Contenuti e canti. A Bolzano Danza (La)Horde e Alessandro Sciarroni con gli spettacoli più attesi

Age of content (ph: Andrea Macchia)
Age of content (ph: Andrea Macchia)

In prima nazionale “Age of content” del Ballet National de Marseille e “U.” di Sciarroni

La 40^ edizione di Bolzano Danza si è consumata tra moltissimi spettacoli, la defezione di Emanuele Masi, il direttore uscente (come già abbiamo scritto), e una bella dedica a Silvia Poletti, collega scomparsa anzitempo.
Due spettacoli, uguali e contrari, “Age of Content” di (La)Horde e “[U. Un canto]” di Alessandro Sciarroni, erano molto attesi. Lo saranno prossimamente anche a Torinodanza, al Teatro “Romolo Valli” di Reggio Emilia e nei vari circuiti che li hanno coprodotti anche all’estero.

Le entusiastiche recensioni e i molti like riservati al collettivo fondato nel 2013 da Marine Brutti, Jonathan Debrouwer e Arthur Harel, dal 2019 alla testa del Ballet National de Marseille, dovrebbero indurmi ad un atteggiamento taoista: “Il saggio […] agisce ma non conta sui risultati. Quando l’opera è compiuta, non vi si sofferma”, dice Lao Tzu.
Invece, eccoci a raccontare l’avventura scenica di diciassette energici e frenetici danzatori, a cui Masi si affezionò sin dal 2022. Costoro corteggiano la generazione cosiddetta Z inseguendo i social, i videogiochi, tutto quello che i più giovani amano ritrovare nei loro cellulari e il mercato dai grandi numeri di cantanti pop come Madonna ed altri, sempre scegliendo dei capitoli tematici prediletti dai loro beniamini. Pare abbiano creato video di una certa fierezza critica, presumibilmente sociale, ma purtroppo per chi leggerà questo scritto, noi non abbiamo una letteratura in merito.

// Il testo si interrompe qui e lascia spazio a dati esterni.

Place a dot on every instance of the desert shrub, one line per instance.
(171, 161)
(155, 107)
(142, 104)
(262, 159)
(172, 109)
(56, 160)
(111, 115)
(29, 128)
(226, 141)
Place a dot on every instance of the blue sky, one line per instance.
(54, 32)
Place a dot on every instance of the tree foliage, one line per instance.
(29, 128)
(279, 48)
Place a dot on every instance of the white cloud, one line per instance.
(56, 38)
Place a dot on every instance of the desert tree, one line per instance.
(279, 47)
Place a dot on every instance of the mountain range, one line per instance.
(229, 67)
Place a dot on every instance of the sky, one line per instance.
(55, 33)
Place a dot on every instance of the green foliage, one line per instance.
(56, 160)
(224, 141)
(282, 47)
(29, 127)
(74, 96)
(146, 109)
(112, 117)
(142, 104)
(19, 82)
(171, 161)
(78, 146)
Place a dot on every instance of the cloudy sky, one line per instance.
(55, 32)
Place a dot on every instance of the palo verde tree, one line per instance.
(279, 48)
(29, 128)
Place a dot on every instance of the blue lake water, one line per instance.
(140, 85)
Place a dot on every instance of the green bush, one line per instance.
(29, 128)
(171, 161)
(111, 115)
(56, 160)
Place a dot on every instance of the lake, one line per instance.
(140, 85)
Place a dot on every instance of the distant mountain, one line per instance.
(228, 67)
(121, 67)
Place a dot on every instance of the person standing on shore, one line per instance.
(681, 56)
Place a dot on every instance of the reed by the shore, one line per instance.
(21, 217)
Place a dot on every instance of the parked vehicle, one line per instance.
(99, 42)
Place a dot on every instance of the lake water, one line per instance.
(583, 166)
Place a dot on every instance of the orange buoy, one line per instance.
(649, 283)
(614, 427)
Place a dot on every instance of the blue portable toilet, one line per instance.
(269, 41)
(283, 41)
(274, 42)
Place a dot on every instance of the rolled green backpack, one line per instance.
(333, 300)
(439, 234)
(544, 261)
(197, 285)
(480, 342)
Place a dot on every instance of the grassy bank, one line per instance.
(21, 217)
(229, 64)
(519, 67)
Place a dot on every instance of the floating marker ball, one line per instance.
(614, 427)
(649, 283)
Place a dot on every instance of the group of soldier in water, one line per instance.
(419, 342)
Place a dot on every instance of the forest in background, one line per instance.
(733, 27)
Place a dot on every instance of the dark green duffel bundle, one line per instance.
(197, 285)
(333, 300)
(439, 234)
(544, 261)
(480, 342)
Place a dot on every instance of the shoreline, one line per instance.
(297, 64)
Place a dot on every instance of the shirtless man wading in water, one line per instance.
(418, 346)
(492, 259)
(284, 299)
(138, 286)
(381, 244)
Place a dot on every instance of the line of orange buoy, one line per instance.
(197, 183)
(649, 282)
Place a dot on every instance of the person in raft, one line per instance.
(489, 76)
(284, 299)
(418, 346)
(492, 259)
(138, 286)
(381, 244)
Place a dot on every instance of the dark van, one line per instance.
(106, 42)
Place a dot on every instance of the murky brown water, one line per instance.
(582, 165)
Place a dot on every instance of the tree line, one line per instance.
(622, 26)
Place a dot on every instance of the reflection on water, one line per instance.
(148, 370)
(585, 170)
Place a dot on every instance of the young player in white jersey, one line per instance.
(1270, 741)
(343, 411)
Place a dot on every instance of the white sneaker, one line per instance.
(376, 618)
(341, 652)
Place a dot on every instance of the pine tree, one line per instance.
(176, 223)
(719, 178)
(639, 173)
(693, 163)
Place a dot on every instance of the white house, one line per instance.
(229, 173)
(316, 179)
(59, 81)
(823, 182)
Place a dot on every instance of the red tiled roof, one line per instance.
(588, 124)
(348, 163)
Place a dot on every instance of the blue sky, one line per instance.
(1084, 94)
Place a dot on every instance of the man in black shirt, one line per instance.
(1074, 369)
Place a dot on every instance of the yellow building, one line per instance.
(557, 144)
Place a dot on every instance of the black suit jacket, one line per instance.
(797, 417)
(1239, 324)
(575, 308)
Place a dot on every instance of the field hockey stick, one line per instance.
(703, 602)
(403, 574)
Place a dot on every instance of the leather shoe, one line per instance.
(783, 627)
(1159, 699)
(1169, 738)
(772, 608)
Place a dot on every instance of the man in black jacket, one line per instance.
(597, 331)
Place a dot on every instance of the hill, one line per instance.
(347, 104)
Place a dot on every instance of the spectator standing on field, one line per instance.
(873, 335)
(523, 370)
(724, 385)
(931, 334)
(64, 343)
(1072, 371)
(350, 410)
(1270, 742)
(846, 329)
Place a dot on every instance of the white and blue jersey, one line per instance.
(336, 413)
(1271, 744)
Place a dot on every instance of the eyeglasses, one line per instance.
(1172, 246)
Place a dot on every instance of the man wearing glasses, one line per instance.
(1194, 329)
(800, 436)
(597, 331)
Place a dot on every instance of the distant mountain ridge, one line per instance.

Ci siamo imbattuti ne (La)Horde ora e solo in questo “Age of Content /Età dei contenuti”, equivalente ad una sorta di modernariato coreutico rivisto e corretto a suon di salti, scazzottate, macchine che entrano in scena, guidate e distrutte da alieni in tute e da pacche sul sedere per danzatrici a terra. Eccessivo sessismo per la tanto decantata critica della Horde agli errati comportamenti giovanili? Esasperazione della violenza e del bullismo per indurre a pacatezza? C’è da dubitare che tutte queste immagini-ossimoro portino a una qualche presa di coscienza etico-sociale. Creano sorpresa, esaltano chi si lascia catturare dall’energia nell’iniziale invasione motoria che rimanda non certo (magari!) alla cattiveria di “Arancia Meccanica”, piuttosto a certi film con James Dean, o forse a qualche gioco tiktok o Tiki Taka Toe assai fasulli.
Difficile poi che la presunta amica Lucinda Childs, fautrice del minimalismo fine anni Sessanta, abbia potuto apprezzare il caos non strutturato e alquanto noioso di un non citato, né trasfigurato, “Dance” (1979) su musica di Philip Glass, tutta geometrie e virginali passi ripetuti ma ipnotici. Childs/Glass, evocati nella seconda parte della pièce, soprattutto per la musica di quest’ultimo, cedono tutto a “West Side Story” nella conclusione, cioè ad un celebre Romeo e Giulietta musical, per fortuna privato delle sue celebri canzoni e della riconoscibile musica di Leonard Bernstein.
Qui, dopo telluriche e concitate danze di massa, si propongono alcuni passi a due di una certa concretezza coreografica, per finire con la scena del balcone, dopo un fuggi fuggi di tutti gli euforici e sudatissimi interpreti.
Lasciamo a chi ha occhi per vedere, in questa elettrica bambinata disciolta in un ampio hangar che vuole un sipario sul fondo e un ballatoio in alto, emozioni ed empatia. Noi torniamo sui nostri passi taoisti: tutto passa, tutto è in movimento, e la vita è un flusso impetuoso a cui bisognerebbe arrendersi piuttosto che cercare di fermarlo in superficie, senza una vera necessità (o capacità) creativa come in questa “età dei contenuti”.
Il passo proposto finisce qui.